For individual lawmakers in Trump-loyal districts, that means there’s no point in trying to get another 10% of the vote from moderates when hanging onto the base that elected them will due, Loge says. And for McCarthy, the loss of support of just a handful of Republicans could lose him his job.

“What McCarthy wants to do is to be seen to be doing the things that he thinks will prevent him from losing power,” Loge says.

Democrats say it’s actually a political gift if House Republicans use their majority advantage to pass “message bills” (such as abortion restrictions, eliminating the IRS and other measures that would die in the Senate or be vetoed) and conducting investigations. Merely running against Biden – and offering little about what they would do for the American people – resulted in a disappointing midterm election night for the GOP, Democrats say.

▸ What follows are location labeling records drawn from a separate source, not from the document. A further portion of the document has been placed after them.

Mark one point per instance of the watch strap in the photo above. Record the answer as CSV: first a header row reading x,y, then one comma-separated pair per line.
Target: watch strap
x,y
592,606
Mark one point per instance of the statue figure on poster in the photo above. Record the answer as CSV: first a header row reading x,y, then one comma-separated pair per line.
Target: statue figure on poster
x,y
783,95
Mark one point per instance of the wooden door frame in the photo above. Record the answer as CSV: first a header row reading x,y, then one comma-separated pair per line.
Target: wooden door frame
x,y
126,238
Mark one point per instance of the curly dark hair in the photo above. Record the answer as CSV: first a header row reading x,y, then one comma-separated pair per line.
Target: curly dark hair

That would merely provide more political fodder for Biden, giving him someone convenient to blame if and when he can’t get the House to pass his agenda items, experts say. But the debt ceiling would be a too-dangerous tool in that political arsenal, they add – meaning Biden might need to play both sides of his political character to the GOP leadership.

“How McCarthy navigates this is the real question,” says Kyle Herrig, executive director of the Congressional Integrity Project. “If the choice is between the global economy and losing your speakership,” he says, the stakes are high.